It’s well-known that estimating regression function is very difficult in high-dimensional spaces. Sometimes this phenomenon is referred to as curese of dimensionality. The following example is adapted from one section and an exercise problem in the book A Distribution-Free Theory of Nonparametric Regression by László Györfi, et al. This example shows that in the case of high dimension, it’s not possible to densely cover the space of $X$ with sample $X_{1}, \ldots, X_{n}$, even if sample size $n$ is quite large.

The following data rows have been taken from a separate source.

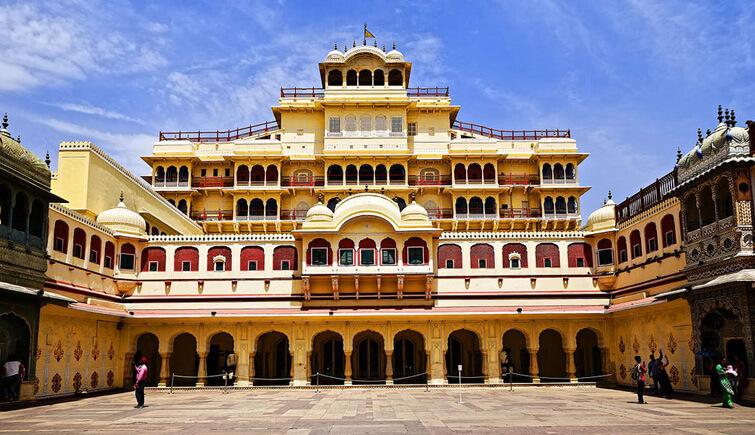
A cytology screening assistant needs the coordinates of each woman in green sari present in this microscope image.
[716,359,734,408]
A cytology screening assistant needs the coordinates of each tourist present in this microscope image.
[632,355,647,404]
[134,356,149,408]
[3,354,26,402]
[716,358,737,408]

Let $X, X_{1}, \ldots, X_{n}$ be a random sample from the uniform distribution on $[0,1]^d$. For large $d$, we’ll examine the quantity
\[\E\left[ \min_{i=1,...,n} \| X-X_i\| \right],\]which can be considered as the expected distance of $X$ from the sample $X_1,…,X_n$. Let’s don’t specify the type of the norm for now. Directly, we have
\[\begin{aligned} \E\left[ \min_{i=1,...,n} \| X-X_i\| \right] &= \int_0^{\infty} P\left( \min_{i=1,...,n} \| X-X_i\| > t \right)~dt \\ & = \int_0^{1} 1- P\left( \min_{i=1,...,n} \| X-X_i\| \le t \right)~dt. \end{aligned}\]We may use the union bound on the last probability:
\[\begin{aligned} P\left( \min_{i=1,...,n} \| X-X_i\| \le t \right) &= P\left( \bigcup_{i=1}^n \left\{ \| X-X_i\| \le t \right\} \right) \\ &\le \sum_{i=1}^n P\left( \| X-X_i\| \le t \right)\\ & = n P(\| X-X_i\| \le t ). \end{aligned}\]For supremum norm $\Vert\cdot\Vert_\infty$, the above quantity is easy to bound:
\[\begin{aligned} P(\| X-X_i\|_\infty \le t ) & = P\left( \bigcap_{j=1}^d \left\{\vert X^{(j)}-X_i^{(j)}\vert \le t \right\}\right)\\ & = \left[1-(1-t)^2\right]^d = (2t-t^2)^d \le (2t)^d. \end{aligned}\]Therefore, we have
\[\begin{aligned} \E\left[ \min_{i=1,...,n} \| X-X_i\|_\infty \right] & = \int_0^{1}1- P\left( \min_{i=1,...,n} \| X-X_i\|_\infty \le t \right)~dt\\ &\ge \int_0^{2^{-1}n^{-1/d}}1- P\left( \min_{i=1,...,n} \| X-X_i\|_\infty \le t \right)~dt\\ & \ge 2^{-1}n^{-1/d}- 2^d n \int_0^{2^{-1}n^{-1/d}} t^{d}~dt \\ & = \frac{d}{d+1}\cdot \frac{1}{2n^{1/d}}. \end{aligned}\]When the dimension $d$ is a large fixed number, the first term is about 1. However, for large $d$, $\frac{1}{2n^{1/d}}$ decreases very slowly in $n$. Hence, for large $d$, $\frac{1}{2n^{1/d}}$ will not be close to zero even if $n$ is quite large. When $d=20$, we compute the above quantity in R for $n = 1000, 10000, 100000$ and $1000000$:
> 20/21*1/2*c(1000, 10000, 100000, 1000000)^(-1/20)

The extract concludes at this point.